An advantage in a crisis

Eight out of 10 business leaders from data-driven companies said they believed they had a critical advantage during the pandemic. Leaders were more committed to the important role data plays in the future of their business, with a large majority (76%) planning to increase investment in data skills as they look towards 2021. 

What’s more, 79% were confident they will ensure business decisions are supported by data. 

German chemical and consumer goods firm Henkel said that it started building data skills across the business in 2013, and reactions to the pandemic had “definitely” seen the company benefit from those capabilities. 

“[…] we were able to record the entire control of our personal protective equipment within a few days so that every plant can see how we are equipped in this regard — allowing our business to continue operating,” said Dr. Dirk Holbach, the group’s corporate SVP & CSCO Laundry & Home Care. “I am convinced that we will take some good lessons with us into the future, especially when it comes to collaboration.” 

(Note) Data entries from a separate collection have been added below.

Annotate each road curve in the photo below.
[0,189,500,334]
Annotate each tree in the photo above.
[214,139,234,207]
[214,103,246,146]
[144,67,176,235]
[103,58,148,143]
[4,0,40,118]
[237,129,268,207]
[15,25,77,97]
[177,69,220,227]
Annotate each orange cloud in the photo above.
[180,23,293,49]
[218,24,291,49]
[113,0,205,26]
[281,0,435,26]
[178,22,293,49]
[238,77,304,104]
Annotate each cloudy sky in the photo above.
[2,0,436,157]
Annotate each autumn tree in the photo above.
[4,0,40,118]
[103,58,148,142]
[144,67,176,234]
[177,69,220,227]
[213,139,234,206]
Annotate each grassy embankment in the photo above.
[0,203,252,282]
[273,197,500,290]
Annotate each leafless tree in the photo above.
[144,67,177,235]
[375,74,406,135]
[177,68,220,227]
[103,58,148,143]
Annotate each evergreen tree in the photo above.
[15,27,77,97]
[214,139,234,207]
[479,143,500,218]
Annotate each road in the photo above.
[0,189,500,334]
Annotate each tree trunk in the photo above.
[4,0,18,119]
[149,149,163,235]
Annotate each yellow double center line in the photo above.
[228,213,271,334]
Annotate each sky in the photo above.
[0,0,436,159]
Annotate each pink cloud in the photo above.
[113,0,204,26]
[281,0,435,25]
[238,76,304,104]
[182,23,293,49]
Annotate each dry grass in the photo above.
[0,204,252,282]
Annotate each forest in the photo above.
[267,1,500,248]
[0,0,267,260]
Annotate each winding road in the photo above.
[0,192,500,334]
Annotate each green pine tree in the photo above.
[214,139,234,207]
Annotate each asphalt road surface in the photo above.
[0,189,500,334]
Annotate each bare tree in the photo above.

Jay Kotecha, a data scientist at the complete food band Huel, said the firm’s data-driven strategy had seen the business better respond to changes in consumer behavior, enabling the brand to be reactive with better speed and clarity. 

“Employees are exploring data from across the whole organization and turning it into insight we can act upon, whether that’s revenue forecasts, distribution effectiveness, or marketing spend.”

What the pandemic has shown businesses, at least according to YouGov’s study, is that decisions made with the evidence of good-quality data lead to more agility, better prioritization of tasks, and better company-wide collaboration and data access — the latter being more important than ever as businesses work remotely. 

Looking across Europe, findings show that just over half (56%) of business leaders consider their companies to be data-driven, while one in three (38%) believe their businesses are not. 

As such, there’s a clear opportunity for companies to harness data to support business resilience and decision making during the uncertainty. German companies take the lead with 62% saying their business is data-driven, while the UK lags with only 46% in agreement.